The presence of this person placing an object on railroad tracks can be detected by video analytics.

THE FUTURE

One of the most mentioned vertical markets for video analytics is retail. “Retail is the number one vertical for video surveillance equipment,” reports Krisciunas. “Eighty percent of retailers reported using video as part of their loss prevention. In 2010, retail is expected to be the largest market for video analytic devices.”

Other popular verticals for video analytics include government, large corporations, education, health care, transportation and mass transit facilities like airports and parking garages.

“I believe within a few years from now, any video surveillance camera will have some type of intelligence or analytic capability,” predicts Talmon. “Video analytics will penetrate numerous vertical markets, not only security as it is today. We see already the beginning of applications of it in retail, traffic and some other verticals.

“I think we will see many companies or groups also offering particular types of analytics,” Talmon forecasts. “I believe we will see a few companies offering not only pure algorithms, but also platforms that enable customers and sales developers to develop more and more algorithms in the future.”

Kanga agrees that better algorithms are in the future. “Ninety-nine percent of the companies you see out there are doing very simple things, and the future is going to be where the systems start doing much more sophisticated things,” he says.

One example he mentions is not just recognizing unattended baggage but also being able to recognize the luggage cart that it is on.

“It might take them two or three years to get there, and the market might walk past them, which is why they tend to use an existing algorithm,” Kanga says of video analytics companies. “We are still in our infancy in terms of what we could do if we look out a few years.”

Sidebar: I’ve Got Algorithms

Gadi Talmon, vice president of business development at Agent VI, Fort Myers, Fla., explains the capabilities of algorithms. “Algorithms today can detect 20 different types of events, including events that are actually combinations of several sub-events in different cameras,” he maintains.

Writing algorithms can be a trial-and-error experience based on such variable factors as human behavior. “It takes years of deployment in the field to understand all the movement patterns, and analytics is analyzing movement patterns,” asserts Carolyn Ramsey, director of program management for Honeywell Systems Group, Louisville, Ky.

Algorithms to provide security at open-air auto lots after hours have to distinguish between differing human behaviors.

“The behavior of someone who wants to key a car looks very different from someone who’s admiring a car for potential purchase,” Ramsey notes. “A potential buyer stays longer and looks at it from different angles, and touches different things. You touch the window with the sticker. If you’re keying a car, you don’t stand there and read that.

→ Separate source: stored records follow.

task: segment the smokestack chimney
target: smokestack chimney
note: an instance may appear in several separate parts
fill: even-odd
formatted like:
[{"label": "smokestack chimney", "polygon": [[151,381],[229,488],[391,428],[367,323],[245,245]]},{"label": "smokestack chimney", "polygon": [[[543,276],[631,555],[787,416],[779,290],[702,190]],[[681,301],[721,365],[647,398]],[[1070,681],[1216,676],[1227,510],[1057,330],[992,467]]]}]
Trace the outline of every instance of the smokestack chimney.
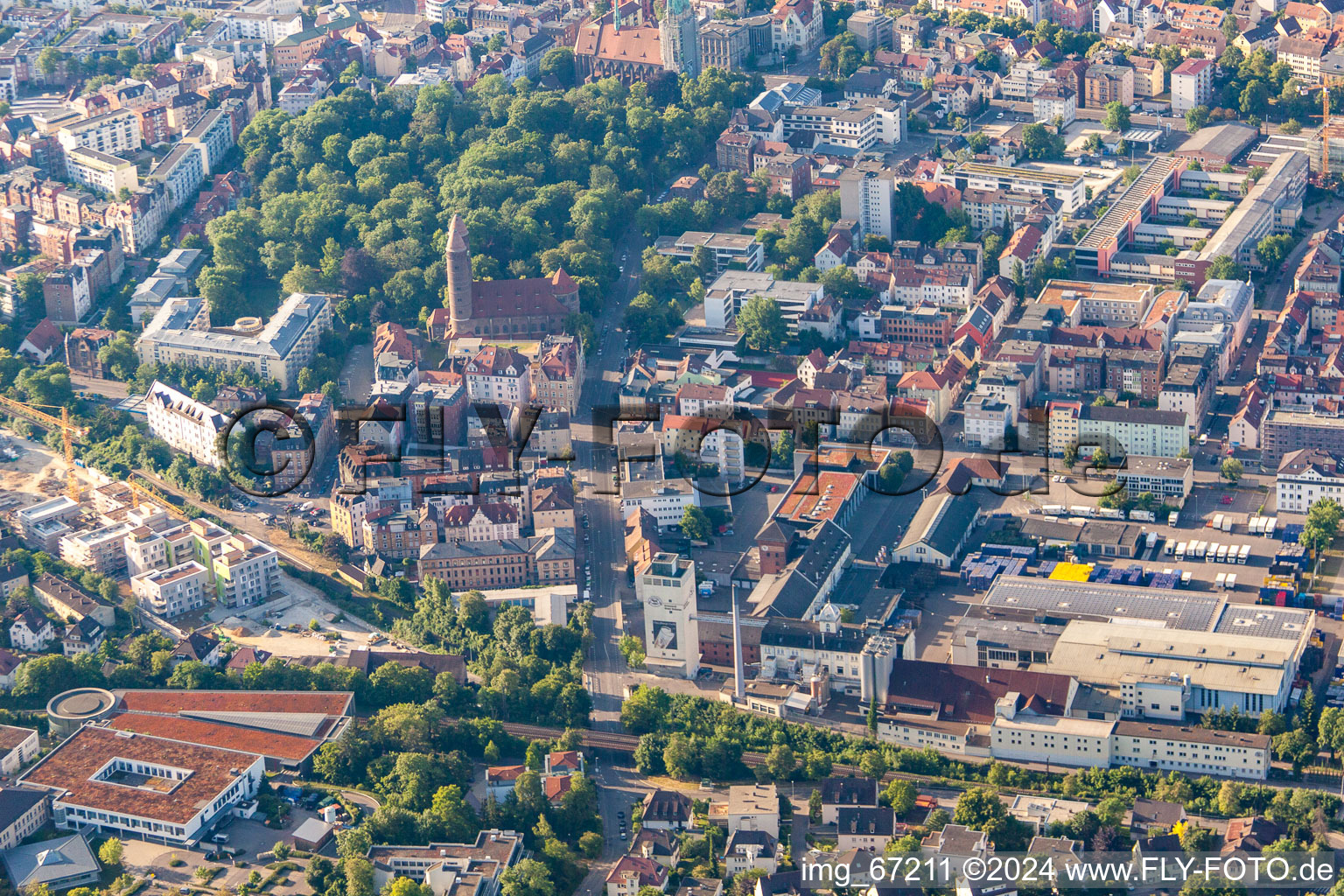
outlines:
[{"label": "smokestack chimney", "polygon": [[742,672],[742,618],[738,615],[738,586],[732,586],[732,693],[738,700],[746,699],[746,682]]}]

So there are very interesting things you can tell that takes analytics deeper to behavioral analysis.”

Some maintain too much emphasis is placed on the algorithms used in video analytics. “It’s much more about the architecture than the algorithm,” maintains Larry Barfield, vice president of government programs for SightLogix, Princeton, N.J. His company manufactures edge-based intelligent video analytics sensors that use several DSPs.

“A multi-DSP architecture tightly integrated with the optics core is required to achieve a reliable video analytics solution that gives the performance needed for the automation of outdoor perimeter surveillance,” Barfield insists.

In addition to running just the analytics algorithm, his camera also processes raw video at full resolution and full frame rate, stabilizes the image, corrects for any lighting invariants and resolves the target’s GPS location.

Gianni Arcaini, chairman and CEO, Duos Technologies, Jacksonville, Fla., agrees. “The entire industry is not working to detect anomalies — the industry’s main goal is to avoid false positives,” Arcaini asserts. “That is where most work goes in. Believe it or not, our code is 1.6 million lines, of which 1.4 million lines are just to avoid false positives.”